In a landmark decision, the Supreme Court has upheld UNISON's challenge and quashed the fees order introduced by the Employment Tribunal.
From 29 July 2013, claimants bringing claims in the Employment Tribunal, and appealing to the Employment Appeal Tribunal, have been required to pay fees, ranging from £390 to £1600. Following the introduction of fees, official statistics show a dramatic reduction in claims brought, by around 80%. Unison's challenge to the introduction of fees had previously been unsuccessful in two sets of proceedings in the High Court, and on appeal in the Court of Appeal.
Unison appealed to the Supreme Court on two grounds:
Whether the introduction of fees breached the fundamental principle of EU law, that legal rights must have an effective remedy, and that the fees make it impossible in practice or excessively difficult for claimants to enforce their rights; and Whether the fees are indirectly discriminatory against claimant's with particular protected characteristics under the Equality Act 2010. The Supreme Court has upheld both grounds.
In reaching its conclusion, the Court commented that access to the courts is a vital component of rule of law. It noted that fees have resulted in such a substantial and sustained drop in the number of claims brought in the Employment Tribunals and that there is evidence from a number of sources that fees have had an impact. For example, in answers to surveys to ACAS, potential claimants have given as the reason that they decided not to bring a claim that they cannot afford the fees. In addition, many claims brought in the Tribunal are low value and the fees are disproportionate, rendering it futile to bring the claim given level of fees in comparison to the potential value of claim.
The Court also found that the Fees are indirectly discriminatory.

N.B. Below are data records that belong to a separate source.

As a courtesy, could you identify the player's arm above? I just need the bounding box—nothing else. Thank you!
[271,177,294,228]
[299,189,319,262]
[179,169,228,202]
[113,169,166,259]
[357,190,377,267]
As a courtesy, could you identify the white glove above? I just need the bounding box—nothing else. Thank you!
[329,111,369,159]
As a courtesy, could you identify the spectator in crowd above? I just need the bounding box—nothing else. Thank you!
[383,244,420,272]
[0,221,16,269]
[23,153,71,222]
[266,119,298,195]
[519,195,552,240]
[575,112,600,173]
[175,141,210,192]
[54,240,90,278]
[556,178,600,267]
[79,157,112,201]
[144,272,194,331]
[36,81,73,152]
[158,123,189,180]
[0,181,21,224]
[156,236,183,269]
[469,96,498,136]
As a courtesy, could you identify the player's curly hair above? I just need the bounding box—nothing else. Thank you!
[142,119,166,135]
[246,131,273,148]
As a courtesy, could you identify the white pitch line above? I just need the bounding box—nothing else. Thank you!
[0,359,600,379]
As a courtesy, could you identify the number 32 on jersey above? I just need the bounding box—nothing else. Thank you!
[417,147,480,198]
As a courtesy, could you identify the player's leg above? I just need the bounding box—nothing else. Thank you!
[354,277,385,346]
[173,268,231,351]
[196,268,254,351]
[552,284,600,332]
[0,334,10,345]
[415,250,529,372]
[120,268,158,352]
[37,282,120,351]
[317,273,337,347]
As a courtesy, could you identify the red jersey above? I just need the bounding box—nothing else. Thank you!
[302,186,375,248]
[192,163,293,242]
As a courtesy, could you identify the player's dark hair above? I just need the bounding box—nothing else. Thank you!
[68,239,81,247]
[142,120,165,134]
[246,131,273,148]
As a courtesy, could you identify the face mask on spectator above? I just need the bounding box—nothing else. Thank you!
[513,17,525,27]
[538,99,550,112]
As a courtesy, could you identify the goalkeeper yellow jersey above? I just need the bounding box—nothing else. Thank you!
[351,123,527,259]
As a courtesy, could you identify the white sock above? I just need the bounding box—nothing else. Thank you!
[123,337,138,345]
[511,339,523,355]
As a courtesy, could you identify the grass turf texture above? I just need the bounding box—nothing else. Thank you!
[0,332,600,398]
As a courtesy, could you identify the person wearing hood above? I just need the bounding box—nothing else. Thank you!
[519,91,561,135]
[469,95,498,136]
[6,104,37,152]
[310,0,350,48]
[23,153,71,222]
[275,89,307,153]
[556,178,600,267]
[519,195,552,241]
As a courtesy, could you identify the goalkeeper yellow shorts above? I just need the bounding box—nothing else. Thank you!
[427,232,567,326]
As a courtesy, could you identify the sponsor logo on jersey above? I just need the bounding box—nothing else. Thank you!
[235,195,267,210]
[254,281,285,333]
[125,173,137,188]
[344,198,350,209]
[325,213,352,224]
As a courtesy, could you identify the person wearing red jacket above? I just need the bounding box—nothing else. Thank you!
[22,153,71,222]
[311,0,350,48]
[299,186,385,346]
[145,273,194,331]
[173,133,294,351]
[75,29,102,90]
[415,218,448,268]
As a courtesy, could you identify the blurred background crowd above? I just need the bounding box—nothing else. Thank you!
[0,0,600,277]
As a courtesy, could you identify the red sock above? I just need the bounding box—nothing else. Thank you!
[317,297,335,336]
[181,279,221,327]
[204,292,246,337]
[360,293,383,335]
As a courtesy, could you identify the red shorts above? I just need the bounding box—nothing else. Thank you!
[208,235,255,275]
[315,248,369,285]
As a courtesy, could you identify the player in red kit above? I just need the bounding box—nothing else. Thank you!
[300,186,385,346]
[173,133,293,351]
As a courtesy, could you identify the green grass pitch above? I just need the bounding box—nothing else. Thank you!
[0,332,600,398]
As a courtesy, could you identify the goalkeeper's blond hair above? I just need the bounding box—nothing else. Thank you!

Using the example of sex discrimination, the Court found that a higher proportion of women bring type B claims which attract a higher fee and that this causes a disproportionate impact on women. The Court found that the higher fees are not objectively justified by the Government's aims in introducing fees which included deterring unmeritorious claim and transferring some of the cost of running tribunals from the public purse to claimants. The Court found that it had not been shown that higher fees were any more effective than lower fees at achieving these aims.
The Lord Chancellor undertaken to reimburse fees already paid by Claimants. It is likely, that Respondents who have been ordered to pay successful Claimants' fees will also have to be reimbursed in some way.
Emma Burrows, Head of the Employment Department at Trowers & Hamlins LLP said:
"Today the Supreme Court has reversed a major change in how employment rights are handled in England and Wales. This will impact significantly on employers and the judicial system. The Employment Tribunals are already under strain following a reduction in judicial resources, with long claims being listed well into 2018 in some regions. As claims go back up, this will need to be addressed by the Government. Employers will also need to reassess their approach to risk when facing potential disputes with employees.
In the immediate future, the reimbursement of fees already paid by Claimants and reimbursed by Respondents will be a significant administrative burden for the Government. As yet, there is no process for parties to follow to claim these fees back."